Your question essentially asks, given a function $f$ that takes an input $i$ of length $k$ and produces an output $o$ of length $k$.
$$i \in \{0, 1\}^k, o \in \{0, 1\}^k $$
$$f(i) = o $$
How many times on average will $f$ have to be recursively called on itself such that it collides with one of it's inputs or outputs (all previous outputs are also inputs).
$$f(f(f(...f(i)...))) = i$$.
Since we are assuming $f$ is a cipher, lets be generous and assume that $f$ randomly maps $i$s to $o$ (that is, lets assume $f$ is secure) such that the same $i$ always produces the same $o$. This is, $f$ is a random permutation over $2^k$ possible $i$s (remember $i$ is a binary number of $k$ digits).
This question really asks:
- how many times must a permutation on $2^k$ elements be applied to itself such that it repeats (that is the "order of a permutation")
- and what is the average order of a random permutation on $2^k$ elements.
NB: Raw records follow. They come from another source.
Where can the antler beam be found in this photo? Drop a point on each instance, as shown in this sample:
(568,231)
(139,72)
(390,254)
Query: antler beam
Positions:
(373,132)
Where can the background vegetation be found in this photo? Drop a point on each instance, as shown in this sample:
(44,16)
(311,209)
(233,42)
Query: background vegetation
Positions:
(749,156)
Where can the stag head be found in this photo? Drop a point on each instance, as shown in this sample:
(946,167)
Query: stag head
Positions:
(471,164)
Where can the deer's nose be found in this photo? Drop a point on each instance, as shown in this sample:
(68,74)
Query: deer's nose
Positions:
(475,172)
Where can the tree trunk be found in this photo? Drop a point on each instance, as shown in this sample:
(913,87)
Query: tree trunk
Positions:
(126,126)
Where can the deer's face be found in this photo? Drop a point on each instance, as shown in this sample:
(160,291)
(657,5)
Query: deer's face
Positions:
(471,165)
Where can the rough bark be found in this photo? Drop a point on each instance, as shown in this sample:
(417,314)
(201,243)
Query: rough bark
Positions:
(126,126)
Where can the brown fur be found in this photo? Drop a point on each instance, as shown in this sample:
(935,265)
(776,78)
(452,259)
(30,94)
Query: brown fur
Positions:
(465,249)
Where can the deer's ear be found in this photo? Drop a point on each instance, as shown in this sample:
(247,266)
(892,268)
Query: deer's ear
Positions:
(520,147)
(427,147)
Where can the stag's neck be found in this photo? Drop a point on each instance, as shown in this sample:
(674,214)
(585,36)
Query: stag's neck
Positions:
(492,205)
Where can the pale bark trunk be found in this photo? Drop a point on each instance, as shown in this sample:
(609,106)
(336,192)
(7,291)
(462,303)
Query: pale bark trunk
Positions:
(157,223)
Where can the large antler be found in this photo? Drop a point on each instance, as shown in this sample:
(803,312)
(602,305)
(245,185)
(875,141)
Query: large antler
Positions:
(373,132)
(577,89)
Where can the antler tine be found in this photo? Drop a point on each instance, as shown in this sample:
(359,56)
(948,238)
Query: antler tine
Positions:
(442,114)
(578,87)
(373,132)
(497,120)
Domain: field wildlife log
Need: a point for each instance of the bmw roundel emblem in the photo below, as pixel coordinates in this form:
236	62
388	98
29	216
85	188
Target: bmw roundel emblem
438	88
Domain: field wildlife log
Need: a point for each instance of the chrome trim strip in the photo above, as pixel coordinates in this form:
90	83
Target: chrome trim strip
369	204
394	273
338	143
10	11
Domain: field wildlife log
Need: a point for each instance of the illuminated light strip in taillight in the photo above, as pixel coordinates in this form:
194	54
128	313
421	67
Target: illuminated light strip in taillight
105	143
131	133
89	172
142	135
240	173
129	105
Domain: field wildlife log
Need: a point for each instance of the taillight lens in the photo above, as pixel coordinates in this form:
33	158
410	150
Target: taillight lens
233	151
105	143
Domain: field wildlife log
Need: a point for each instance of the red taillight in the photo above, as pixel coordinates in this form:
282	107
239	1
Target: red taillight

The Landau function give us the worst possible number of steps we would need to take to get a permeation to repeat itself. This is our upper bound and the answer to question 1.
Question 2 I don't have an exact answer for you but there has been a lot of mathematic work in this area (Paul Erdos worked on this a bit). There is a mathoverflow question/answer on the average order of a permutation as well.